Care tips

Two months of tracking my Bull Terrier's skin — how I finally found the trigger

12 March 2026

My Bull Terrier's skin kept flaring up and I couldn't work out why. I changed his food. I tried a different shampoo. I avoided grass for a week. Nothing seemed to make a consistent difference. Then I started logging everything — body areas, timing, food, walks, cleaning products. Two months later, the trigger was obvious. Here's how the tracking process worked and what it revealed.

Data: what to log

Collect for at least two weeks. Consistency reveals patterns.
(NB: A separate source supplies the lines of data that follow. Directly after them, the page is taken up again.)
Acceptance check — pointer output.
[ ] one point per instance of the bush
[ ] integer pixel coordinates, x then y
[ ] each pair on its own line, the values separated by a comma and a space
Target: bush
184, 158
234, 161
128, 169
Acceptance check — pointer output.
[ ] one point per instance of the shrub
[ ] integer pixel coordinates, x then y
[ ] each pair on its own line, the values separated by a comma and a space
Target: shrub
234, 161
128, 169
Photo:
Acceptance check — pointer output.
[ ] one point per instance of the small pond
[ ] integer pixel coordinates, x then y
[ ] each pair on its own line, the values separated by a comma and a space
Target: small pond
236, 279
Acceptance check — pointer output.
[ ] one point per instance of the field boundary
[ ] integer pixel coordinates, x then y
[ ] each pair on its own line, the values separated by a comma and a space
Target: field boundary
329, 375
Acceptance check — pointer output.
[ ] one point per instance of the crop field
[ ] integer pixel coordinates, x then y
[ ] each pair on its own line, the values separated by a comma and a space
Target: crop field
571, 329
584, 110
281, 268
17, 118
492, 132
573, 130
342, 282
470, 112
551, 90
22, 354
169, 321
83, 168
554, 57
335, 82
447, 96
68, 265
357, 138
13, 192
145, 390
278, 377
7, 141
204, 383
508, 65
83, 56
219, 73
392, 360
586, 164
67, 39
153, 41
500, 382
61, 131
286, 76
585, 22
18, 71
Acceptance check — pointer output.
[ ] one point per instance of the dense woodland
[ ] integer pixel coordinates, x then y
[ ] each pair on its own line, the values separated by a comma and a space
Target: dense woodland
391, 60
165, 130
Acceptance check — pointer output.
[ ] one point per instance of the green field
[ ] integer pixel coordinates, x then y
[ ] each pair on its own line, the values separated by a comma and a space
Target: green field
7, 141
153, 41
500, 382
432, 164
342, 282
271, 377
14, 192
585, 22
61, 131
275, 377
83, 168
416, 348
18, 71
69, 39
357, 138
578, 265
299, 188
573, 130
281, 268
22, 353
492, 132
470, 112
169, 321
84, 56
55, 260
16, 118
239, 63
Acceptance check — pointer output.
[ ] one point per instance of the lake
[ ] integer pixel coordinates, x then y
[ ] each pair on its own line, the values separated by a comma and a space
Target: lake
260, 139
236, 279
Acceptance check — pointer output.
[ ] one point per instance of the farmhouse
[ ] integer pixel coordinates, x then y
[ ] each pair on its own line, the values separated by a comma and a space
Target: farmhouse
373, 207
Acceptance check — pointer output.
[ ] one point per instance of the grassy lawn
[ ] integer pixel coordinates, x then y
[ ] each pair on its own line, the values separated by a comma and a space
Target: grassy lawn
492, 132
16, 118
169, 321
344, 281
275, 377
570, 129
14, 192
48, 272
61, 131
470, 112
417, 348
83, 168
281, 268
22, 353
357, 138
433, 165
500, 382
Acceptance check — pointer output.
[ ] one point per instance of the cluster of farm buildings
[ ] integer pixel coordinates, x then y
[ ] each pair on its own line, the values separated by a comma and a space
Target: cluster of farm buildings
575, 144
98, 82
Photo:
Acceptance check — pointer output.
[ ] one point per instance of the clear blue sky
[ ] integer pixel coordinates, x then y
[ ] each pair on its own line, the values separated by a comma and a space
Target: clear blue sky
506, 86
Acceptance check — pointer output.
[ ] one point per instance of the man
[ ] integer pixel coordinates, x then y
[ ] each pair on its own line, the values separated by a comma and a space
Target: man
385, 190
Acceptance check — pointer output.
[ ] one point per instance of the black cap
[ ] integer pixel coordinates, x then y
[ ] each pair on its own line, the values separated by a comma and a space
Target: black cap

  • Body areas — paws, ears, belly, face, armpits, groin
  • Itch intensity — 1–5 scale or mild/moderate/severe
  • Skin changes — redness, rash, hair loss, hot spots
  • Timing — time of day, season, after walks or meals
  • Food — every ingredient, treats, table scraps, chews
  • Environment — walk surfaces, pollen count, humidity
  • Contact — floor cleaners, laundry detergent, bedding, collars
  • Medications and topicals — what you use and when

Insight: what the data tells you

Environmental allergies often affect paws, belly, and face—worse after grass walks, in pollen season, or in damp conditions. Food allergies can cause year-round itch, ear infections, and sometimes digestive signs—patterns may lag 24–72 hours after eating. Contact allergies affect areas that touch the irritant—belly, paws, neck—and may improve when you change products.

Cross-reference: if itch spikes in spring and improves indoors, pollen is likely. If it worsens within days of a new food, trial an elimination. If it worsens after cleaning, switch to fragrance-free, hypoallergenic products.

Action: what to do

Immediate: Rinse paws and belly after grass walks. Switch to fragrance-free laundry and floor cleaners. Avoid bathing too often—it strips protective oils.

Food elimination: Work with your vet on an 8–12 week trial. Single novel protein, single carb. No treats, table scraps, or flavoured medications. Reintroduce one ingredient at a time to confirm triggers.

Environmental: Wipe paws after walks. Consider antihistamines or immunotherapy if your vet recommends—never self-prescribe.

Vet visit: See your vet if skin breaks, bleeds, or gets infected; if itching is severe; or if symptoms persist. Bring your logs and elimination notes.